Maybe you’re just too fat to have a baby and other things no one said but I heard in my head

I’ve struggled with my weight for much of my adult life. I was very active in as a kid and through my teen years, and with only a few exceptions of the low-fat lifestyle trends of the 90s, I didn’t think all that much about what I ate. I started pretty steadily putting on weight in college, but for much of my early 20s remained only about a size or two bigger than I was when I graduated. I wouldn’t call myself a yo-yo dieter, but an slowly-moving, unmotivated yo-yo is a fairly apt description of my weight after 26 or 27.

Three years into fertility treatments, the scale isn’t too kind to me. It started to tick up when I started Clomid, then exploded during the transition from IUIs to IVF. Much of this was related to the hormones pumping through my body. It is also more literally tied to eating ice cream to dull the feelings of unsuccessful cycles, miscarriages and feeling like I’m completely broken. I can own that. All total I put on about 35 pounds in these three years and, in October when I met with the doctor offering a second opinion, was the heaviest I’ve ever been.

Over the course of that conversation, the new RE suggested that because of my weight, I was probably producing poor quality eggs, resulting in poor quality embryos, leading to lack of implantation. I wasn’t shocked by this assessment, but I was taken aback. This wasn’t a factor on the table with my Peyton Manning doctor. He never once said to me that I should consider putting the spoon down. I’d certainly read a bit online about BMI affecting egg quality, but if I’d asked and my doctor didn’t think it was the reason for three years of ultimately unsuccessful treatments, then it probably wasn’t… right?

In the moment, I left that RE’s office feeling absolutely deflated (like Tom Brady’s footballs… [I’m just going to keep running with these weird football analogies, so roll with it]). It was a deep cut to hear that my weight could be preventing me from achieving success. He’d told me that to take me on as a new patient, he’d want me to first lose 20 pounds. Twenty pounds caused by Clomid and ice cream and Estrace and pizza and watching everyone else become a mother.

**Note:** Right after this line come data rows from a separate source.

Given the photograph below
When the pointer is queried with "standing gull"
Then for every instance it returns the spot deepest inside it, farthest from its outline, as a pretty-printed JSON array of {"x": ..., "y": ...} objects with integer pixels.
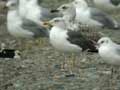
[
  {"x": 68, "y": 12},
  {"x": 21, "y": 27},
  {"x": 109, "y": 51},
  {"x": 71, "y": 41},
  {"x": 93, "y": 16}
]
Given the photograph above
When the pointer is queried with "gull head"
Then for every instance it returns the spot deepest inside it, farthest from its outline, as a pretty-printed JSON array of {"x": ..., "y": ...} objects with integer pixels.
[
  {"x": 12, "y": 4},
  {"x": 80, "y": 3},
  {"x": 104, "y": 41},
  {"x": 65, "y": 9},
  {"x": 59, "y": 22}
]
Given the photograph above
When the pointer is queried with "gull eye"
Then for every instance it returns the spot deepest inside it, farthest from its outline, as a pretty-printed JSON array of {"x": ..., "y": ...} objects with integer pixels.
[
  {"x": 56, "y": 20},
  {"x": 64, "y": 7}
]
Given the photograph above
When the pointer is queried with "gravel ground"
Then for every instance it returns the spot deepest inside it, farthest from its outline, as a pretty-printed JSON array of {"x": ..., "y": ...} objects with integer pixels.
[{"x": 40, "y": 66}]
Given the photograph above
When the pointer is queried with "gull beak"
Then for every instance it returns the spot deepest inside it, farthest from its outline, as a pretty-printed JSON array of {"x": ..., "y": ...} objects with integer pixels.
[
  {"x": 5, "y": 7},
  {"x": 54, "y": 11},
  {"x": 47, "y": 24}
]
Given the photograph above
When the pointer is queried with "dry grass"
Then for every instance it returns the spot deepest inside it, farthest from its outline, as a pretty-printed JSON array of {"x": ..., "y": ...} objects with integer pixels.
[{"x": 39, "y": 67}]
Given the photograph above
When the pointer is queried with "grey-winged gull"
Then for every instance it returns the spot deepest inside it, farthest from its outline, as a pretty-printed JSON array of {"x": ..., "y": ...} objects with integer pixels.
[
  {"x": 21, "y": 27},
  {"x": 109, "y": 51},
  {"x": 71, "y": 41}
]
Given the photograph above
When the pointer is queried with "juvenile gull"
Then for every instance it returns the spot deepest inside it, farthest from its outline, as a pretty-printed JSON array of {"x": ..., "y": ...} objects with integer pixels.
[
  {"x": 68, "y": 12},
  {"x": 21, "y": 27},
  {"x": 71, "y": 41},
  {"x": 109, "y": 51},
  {"x": 31, "y": 10},
  {"x": 93, "y": 16},
  {"x": 107, "y": 4}
]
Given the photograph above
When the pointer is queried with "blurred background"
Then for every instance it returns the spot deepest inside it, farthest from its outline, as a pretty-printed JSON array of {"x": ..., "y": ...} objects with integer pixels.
[{"x": 39, "y": 66}]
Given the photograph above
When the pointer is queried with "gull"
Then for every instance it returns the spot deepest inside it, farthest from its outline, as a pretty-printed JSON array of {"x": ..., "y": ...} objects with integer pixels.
[
  {"x": 31, "y": 10},
  {"x": 22, "y": 27},
  {"x": 93, "y": 16},
  {"x": 68, "y": 12},
  {"x": 71, "y": 41},
  {"x": 107, "y": 4},
  {"x": 109, "y": 51}
]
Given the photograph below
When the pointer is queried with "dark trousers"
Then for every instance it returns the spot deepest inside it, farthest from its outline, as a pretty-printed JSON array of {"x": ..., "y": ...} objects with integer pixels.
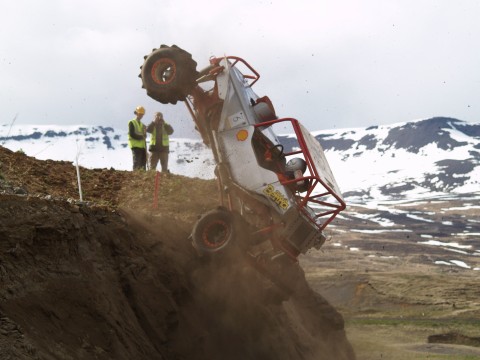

Over the last four weeks I’ve used every ounce of brain space that I once reserved for progesterone dosages and ultrasound appointments to retrain myself to eat. Knowing myself well enough to know follow-through isn’t my strongest quality when it comes to a new routine, I joined one of the medically-supervised weight loss clinics that seem to be popping up on every corner. The staff has been supportive and has helped me address the areas of emotional eating that are the biggest triggers and challenges for me. I feel better, and I’m doing really well on their program. I’ve said goodbye to sugar (again), and have actually started to like the taste of Greek yogurt. I belong in a Dannon commercial.

I’m going to tick that 20 pounds off and keep going until we’ve pulled together the financials for another stim round. I can’t be the thing standing in my way of being a mom, so I’m not going to be.